- Born: Sheila Márquez 19 September 1985 (age 40) Vitoria-Gasteiz, Spain
- Children: 2
- Modeling information
- Height: 1.75 m (5 ft 9 in)
- Hair color: Brown
- Eye color: Brown
- Agency: Supreme Management (New York, Paris); Storm Model Management (London); LINE UP MODEL MANAGEMENT (Barcelona); UNIQUE DENMARK (Copenhagen); Modelwerk (Hamburg) ;

= Sheila Márquez =

Spanish model (born 1985)

Sheila Márquez (born in Vitoria-Gasteiz, Spain, 19 September 1985) is a Spanish model.

==Career==
She was a Model, discovered when a friend of hers insisted that she go see her agent in Madrid at Traffic Models. In 2006 after signing with Women Management she moved to New York to pursue her modelling career. On Feb. 2007 she made her debut at the Gucci show in Milan, as an exclusive. Then becomes the face of Alessandro Dell'Acqua's fall 2007 campaign. She was featured at No. 7 in V Magazine.coms top 10 models of fall 2007. Thus, joining compatriot Marina Perez on the very small list of Spanish models working in high-fashion today. Appearing in a thirteen-page editorial for 10, then photographed alongside Meghan Collison, Laragh McCann, and Oxana Pautova for a POP editorial titled "Fire Walk With Me," inspired by David Lynch. In January 2008 Sheila was featured in a ten-page editorial for Spanish Vogue. New York Magazine ranked her No. 8 in the "Top Ten Models to Watch" in 2008 New York Fashion Week. Sheila left Women Management and signed with Supreme Management in 2010. Lands the cover of Playing Fashion September 2010 issue.

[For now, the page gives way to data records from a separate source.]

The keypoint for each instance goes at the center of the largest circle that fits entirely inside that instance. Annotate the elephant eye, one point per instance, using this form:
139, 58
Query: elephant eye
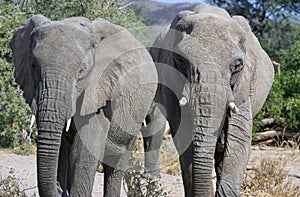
237, 66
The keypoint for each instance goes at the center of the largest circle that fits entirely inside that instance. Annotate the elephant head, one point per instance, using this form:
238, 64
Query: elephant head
225, 68
57, 62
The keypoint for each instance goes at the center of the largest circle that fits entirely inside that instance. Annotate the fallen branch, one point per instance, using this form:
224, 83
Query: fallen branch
273, 133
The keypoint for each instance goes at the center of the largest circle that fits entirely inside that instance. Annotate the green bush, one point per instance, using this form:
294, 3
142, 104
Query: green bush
283, 102
14, 112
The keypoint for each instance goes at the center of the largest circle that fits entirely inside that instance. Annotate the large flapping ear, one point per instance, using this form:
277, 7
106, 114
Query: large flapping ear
116, 53
259, 73
26, 73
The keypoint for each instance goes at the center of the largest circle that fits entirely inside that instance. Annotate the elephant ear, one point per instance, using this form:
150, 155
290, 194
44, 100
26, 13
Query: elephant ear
116, 53
26, 72
258, 74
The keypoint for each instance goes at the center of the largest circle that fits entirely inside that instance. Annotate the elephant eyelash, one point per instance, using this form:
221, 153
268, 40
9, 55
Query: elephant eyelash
237, 66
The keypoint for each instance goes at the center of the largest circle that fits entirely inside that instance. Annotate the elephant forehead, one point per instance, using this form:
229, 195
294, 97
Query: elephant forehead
60, 42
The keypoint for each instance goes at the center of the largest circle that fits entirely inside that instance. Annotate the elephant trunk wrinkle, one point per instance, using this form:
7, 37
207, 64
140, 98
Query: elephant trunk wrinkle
208, 107
51, 119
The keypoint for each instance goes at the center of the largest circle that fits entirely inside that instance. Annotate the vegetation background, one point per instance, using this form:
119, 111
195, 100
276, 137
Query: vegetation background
275, 23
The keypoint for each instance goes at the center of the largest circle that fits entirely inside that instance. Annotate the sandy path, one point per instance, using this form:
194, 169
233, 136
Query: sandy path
24, 169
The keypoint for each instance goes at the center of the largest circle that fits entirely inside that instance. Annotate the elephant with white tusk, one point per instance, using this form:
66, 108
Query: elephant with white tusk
90, 84
218, 66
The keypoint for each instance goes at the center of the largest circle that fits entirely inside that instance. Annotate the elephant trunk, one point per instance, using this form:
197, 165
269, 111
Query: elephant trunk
52, 115
209, 103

Besides being in the cover of Harper’s Bazaar Spain January 2011, she is also in its 2011 calendar. For each month she wore twelves designs from top designers and all the creations used Swarovski Elements. Sheila becomes the first Spanish top model to grace the cover of Harper’s Bazaar. As well as the face of Blanco Jeans Spring 2011 Campaign.